DORA KRAMER – O Estado de S.Paulo
Bancada governista de 423 deputados fazendo contagem regressiva para alcançar quorum de votação da redação final de medida provisória depois de dois dias e duas noites de tentativas, realmente, é uma cena em tudo e por tudo paradoxal. Governo forte no Congresso não faz contagem de conta-gotas de votos.
A menos que a situação expresse, como na manhã de ontem na Câmara, a falência talvez ainda não do sistema de coalizão, mas certamente da metodologia empregada para o manejo do mastodonte.
“É uma festa estranha com gente esquisita”, disse em determinado momento um deputado ao microfone de apartes em que se revezavam governistas ora implorando aos correligionários que registrassem suas presenças, ora apelando à oposição que abrisse mão de seu direito regimental de obstruir a votação.

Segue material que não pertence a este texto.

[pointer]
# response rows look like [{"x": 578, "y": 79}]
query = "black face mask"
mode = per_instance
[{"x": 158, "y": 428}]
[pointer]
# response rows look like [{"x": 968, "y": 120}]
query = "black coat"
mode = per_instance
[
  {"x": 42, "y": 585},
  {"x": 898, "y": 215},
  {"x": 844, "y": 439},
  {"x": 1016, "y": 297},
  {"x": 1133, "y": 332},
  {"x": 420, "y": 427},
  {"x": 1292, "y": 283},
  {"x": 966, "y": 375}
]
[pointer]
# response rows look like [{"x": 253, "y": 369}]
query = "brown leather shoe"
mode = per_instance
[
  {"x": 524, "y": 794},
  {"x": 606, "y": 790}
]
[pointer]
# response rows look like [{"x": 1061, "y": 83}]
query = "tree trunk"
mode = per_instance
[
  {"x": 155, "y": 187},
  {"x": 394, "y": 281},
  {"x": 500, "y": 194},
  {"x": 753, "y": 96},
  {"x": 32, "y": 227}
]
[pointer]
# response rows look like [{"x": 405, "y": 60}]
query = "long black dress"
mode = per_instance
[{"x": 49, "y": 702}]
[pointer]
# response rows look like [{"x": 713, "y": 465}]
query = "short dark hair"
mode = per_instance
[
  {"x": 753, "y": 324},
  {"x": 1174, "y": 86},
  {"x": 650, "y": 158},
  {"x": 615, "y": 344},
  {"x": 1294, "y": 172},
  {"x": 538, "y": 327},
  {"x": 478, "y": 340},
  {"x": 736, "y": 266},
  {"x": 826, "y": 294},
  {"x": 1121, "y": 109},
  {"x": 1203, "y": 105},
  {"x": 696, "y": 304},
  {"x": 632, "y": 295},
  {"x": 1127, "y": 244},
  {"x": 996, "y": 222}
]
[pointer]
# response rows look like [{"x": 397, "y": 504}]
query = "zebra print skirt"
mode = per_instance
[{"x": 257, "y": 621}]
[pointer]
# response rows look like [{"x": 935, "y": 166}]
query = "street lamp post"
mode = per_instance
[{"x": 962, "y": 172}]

Como se os oposicionistas com seus 90 deputados tivessem alguma coisa a ver com a evidência de que os aliados do governo não conseguiam ou não queriam fazer valer a vantagem de 166 parlamentares existente entre o quorum necessário (257) e o tamanho da base (423).
Mesmo alvo de ironias por causa de sua insignificância numérica e inferioridade política, a oposição já ajudou o governo em outras ocasiões.
Arcou com o ônus de ser vista como condescendente e, portanto, sem vocação para o exercício do contraditório na medida necessária para levá-la a condições razoáveis de competitividade eleitoral. Em resumo algo chulo: é tida como frouxa.
No caso da MP dos Portos não foi. Na Câmara nem no Senado, onde, contudo, a resistência oposicionista deveu-se a outro tipo de deformação gerada no campo situacionista: a transformação da Casa revisora em cartório de ofício com requintes de humilhação.
Os deputados oposicionistas enxergaram uma janela de oportunidade na troca de acusações entre governistas sobre o conteúdo da emenda e se utilizaram do clima de suspeição para justificar a obstrução a uma medida que, no conteúdo, não se confrontava programaticamente com o PSDB e o DEM. Ao contrário, os tucanos haviam anunciado apoio antes de os atritos entre situacionistas terem aberto espaço à obstrução.
O que mudou no ânimo oposicionista? Há todas as distorções desse processo em particular. Mas não se pode desconsiderar, nesse quadro, a influência da abertura da temporada eleitoral.
O governo e o PT quiseram antecipar a campanha a fim de reafirmar a candidatura da presidente Dilma Rousseff à reeleição e interditar os caminhos dos adversários. Os partidos que pretendem disputar com o PT em 2014 captaram a mensagem e anteciparam também seus movimentos.
De onde é natural que se reduza automaticamente o espírito colaboracionista, notadamente naqueles de marcada oposição. Eles ficam atentos a todas as chances de marcar posição, impor derrotas – se não numéricas, políticas – ou criar constrangimentos ao governo.
Nesse caso, a oposição valeu-se de um dos ensinamentos da arte da guerra: usar a força do inimigo contra ele, sabendo identificar e explorar seus pontos fracos. Por essa “lei”, é o próprio adversário quem oferece a oportunidade para derrotá-lo. A metodologia rude da Presidência e a improdutividade de seu latifúndio na Câmara abriram esse espaço.
Aprovado o texto-base, os conflitos internos – expostos em acusações de petistas ao presidente da Câmara, visto como generoso demais com a oposição – fizeram com que a MP chegasse ao Senado 12 horas antes do prazo fatal.
O zombeteiro afogadilho suscitou a discussão de um tema que resultará em novas fissuras: o rebaixamento institucional dos senadores, usados como funcionários de departamento carimbador das decisões da Câmara e das vontades do Palácio do Planalto.